Vamos por esta segunda chance que nos ofrece la simplificación y lo haremos sobre el filme Icebox (2018) del sueco Daniel Sawka, y que trata sobre la situación en la que aún hoy se encuentran centenares de niños y preadolescentes que son detenidos como inmigrantes ilegales por el I.C.E. (la fuerza de control fronterizo e inmigración de los EE. UU.), siglas que recuerdan a la palabra “hielo” en inglés.

Es una época en la que se entrelazan las historias de Óscar (Anthony González, la voz de Miguel Rivera en el multipremiado filme Toto) con la historia de los EE. UU., las elecciones de 2016 y la asunción de Donald Trump en enero del año siguiente (2017). Recordemos que Trump asumió el 20 de ese mes y ya el 25 firmaba un conjunto de órdenes ejecutivas que ordenaban al Departamento de Seguridad Nacional que utilizara los fondos existentes para comenzar la construcción de un muro en la frontera entre Estados Unidos y México y poner fin a la larga política de captura y liberación, en un esfuerzo por una deportación más rápida de la inmigración ilegal.

¿Hasta dónde se puede rastrear esta situación? Hasta los confines mismos de la Historia humana.

 

El realizador sueco Daniel Sawka

 

Los valores que se privilegian, esto es: los valores que se manejan como leyes privadas pero que son dinámicas y válidas a lo largo de los siglos, son aquellas formas de ver al ser humano como capaz de poseer cosas, así como de cosificar a otras personas y transformarlos en cosas posibles de ser poseídas. Y es esta forma de pensar lo humano la que ha encendido guerras de todo tipo. Remontarse hasta la organización mental de los pueblos arios del valle entre el Indo y el Ganges, en el norte de la India, para explicar la situación del pobre niño hondureño del filme de Sawka, puede parecer una exageración a primera vista, sin embargo ahí se gestó una mentalidad casi psicopática de lo humano que fue minando los valores más altruistas y respetuosos de la dignidad y construyó un Universo cultural, en muchos aspectos, tan violento como absurdo.

En efecto: la rigurosa estratificación en castas que ponía a los mercaderes chatrias y a la propia nobleza india y hasta sus reyes por debajo de la casta brahamánica, se aseguraba un orden basado en principios inconmovibles por sagrados y que todos respetaban. La armonía estaba así mayormente asegurada. Y mientras hoy, en la India, la casta de los chatrias se ha prácticamente extinguido (por causas históricas no del todo claras), tuvo una suerte completamente diferente en su viaje hacia Occidente.

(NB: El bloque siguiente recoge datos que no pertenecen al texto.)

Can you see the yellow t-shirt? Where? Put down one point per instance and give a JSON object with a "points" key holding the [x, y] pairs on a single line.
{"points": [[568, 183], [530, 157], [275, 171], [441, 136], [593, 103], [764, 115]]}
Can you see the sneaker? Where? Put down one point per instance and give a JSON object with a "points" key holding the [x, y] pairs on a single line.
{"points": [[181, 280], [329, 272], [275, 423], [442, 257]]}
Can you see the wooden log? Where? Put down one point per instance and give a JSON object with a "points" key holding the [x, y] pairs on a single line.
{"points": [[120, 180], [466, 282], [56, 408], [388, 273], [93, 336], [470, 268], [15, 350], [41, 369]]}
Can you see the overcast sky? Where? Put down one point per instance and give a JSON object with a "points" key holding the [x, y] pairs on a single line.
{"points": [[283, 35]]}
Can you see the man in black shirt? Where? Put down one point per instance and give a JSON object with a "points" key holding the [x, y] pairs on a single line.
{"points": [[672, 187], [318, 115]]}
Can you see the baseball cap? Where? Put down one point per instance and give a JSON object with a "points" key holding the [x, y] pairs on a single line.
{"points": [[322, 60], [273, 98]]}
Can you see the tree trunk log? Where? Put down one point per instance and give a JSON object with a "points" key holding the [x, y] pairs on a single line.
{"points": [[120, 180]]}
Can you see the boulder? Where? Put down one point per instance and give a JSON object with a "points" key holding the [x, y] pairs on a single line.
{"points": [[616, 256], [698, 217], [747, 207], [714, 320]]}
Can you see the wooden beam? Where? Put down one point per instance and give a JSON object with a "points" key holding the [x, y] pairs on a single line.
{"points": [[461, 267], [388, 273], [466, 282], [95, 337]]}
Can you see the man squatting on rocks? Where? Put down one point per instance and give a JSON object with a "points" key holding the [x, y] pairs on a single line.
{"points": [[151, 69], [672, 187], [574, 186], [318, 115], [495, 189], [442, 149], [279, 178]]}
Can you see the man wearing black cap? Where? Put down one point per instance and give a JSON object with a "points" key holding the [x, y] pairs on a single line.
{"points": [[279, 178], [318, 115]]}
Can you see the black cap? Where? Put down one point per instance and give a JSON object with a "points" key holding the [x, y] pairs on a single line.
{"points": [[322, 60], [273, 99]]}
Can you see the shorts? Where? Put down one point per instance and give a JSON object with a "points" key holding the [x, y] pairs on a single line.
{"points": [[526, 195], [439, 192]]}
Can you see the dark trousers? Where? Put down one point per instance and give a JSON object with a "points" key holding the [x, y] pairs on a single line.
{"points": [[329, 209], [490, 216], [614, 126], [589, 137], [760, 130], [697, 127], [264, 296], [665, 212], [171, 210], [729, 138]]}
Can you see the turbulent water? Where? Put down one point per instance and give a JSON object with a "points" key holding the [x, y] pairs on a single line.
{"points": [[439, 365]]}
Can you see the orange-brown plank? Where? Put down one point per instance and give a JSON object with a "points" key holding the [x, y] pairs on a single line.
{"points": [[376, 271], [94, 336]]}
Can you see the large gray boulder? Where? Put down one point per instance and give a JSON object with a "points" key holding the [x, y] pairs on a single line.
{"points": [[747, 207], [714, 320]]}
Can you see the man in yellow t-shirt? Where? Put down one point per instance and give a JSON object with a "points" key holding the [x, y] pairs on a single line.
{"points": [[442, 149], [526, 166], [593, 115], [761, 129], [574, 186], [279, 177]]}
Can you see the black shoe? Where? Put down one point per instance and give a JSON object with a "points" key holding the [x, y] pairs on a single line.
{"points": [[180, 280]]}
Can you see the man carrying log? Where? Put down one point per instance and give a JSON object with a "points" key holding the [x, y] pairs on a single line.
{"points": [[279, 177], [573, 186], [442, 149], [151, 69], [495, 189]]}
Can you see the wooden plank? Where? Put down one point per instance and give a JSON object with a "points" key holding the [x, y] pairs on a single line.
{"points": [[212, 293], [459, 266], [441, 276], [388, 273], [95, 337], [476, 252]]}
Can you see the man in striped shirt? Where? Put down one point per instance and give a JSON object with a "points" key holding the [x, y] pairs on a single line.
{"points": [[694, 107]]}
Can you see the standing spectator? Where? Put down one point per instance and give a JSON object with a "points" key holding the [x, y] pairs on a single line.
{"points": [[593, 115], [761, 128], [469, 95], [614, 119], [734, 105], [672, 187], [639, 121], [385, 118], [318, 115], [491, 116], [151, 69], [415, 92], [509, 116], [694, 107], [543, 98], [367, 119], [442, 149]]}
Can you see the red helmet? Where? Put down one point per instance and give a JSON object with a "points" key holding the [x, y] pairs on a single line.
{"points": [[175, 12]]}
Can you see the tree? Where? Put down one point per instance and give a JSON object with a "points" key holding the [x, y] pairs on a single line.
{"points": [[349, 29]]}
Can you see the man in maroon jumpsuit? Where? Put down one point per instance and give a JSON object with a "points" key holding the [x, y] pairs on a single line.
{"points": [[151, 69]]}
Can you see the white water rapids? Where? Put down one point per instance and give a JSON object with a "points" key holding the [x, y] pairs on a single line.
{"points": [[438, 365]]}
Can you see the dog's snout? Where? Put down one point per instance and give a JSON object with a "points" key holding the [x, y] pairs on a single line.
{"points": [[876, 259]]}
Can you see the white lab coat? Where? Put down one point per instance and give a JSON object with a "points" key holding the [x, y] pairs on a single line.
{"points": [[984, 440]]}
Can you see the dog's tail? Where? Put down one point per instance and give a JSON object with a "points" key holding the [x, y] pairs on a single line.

Esta expansión por el resto de Asia Menor y Europa llevó consigo aquel ordenamiento en castas, las que evolucionaron de manera diferente bajo el concepto de “clases sociales”. Y lo que hoy nos parece algo tan natural a la vida de nuestras comunidades y nuestra día a día, como lo son estas clases sociales, tienen ese origen arbitrario y sin mayor anclaje en la realidad que una mera convicción religiosa nacida en el valle entre el Indo y el Ganges hace mucho, mucho tiempo.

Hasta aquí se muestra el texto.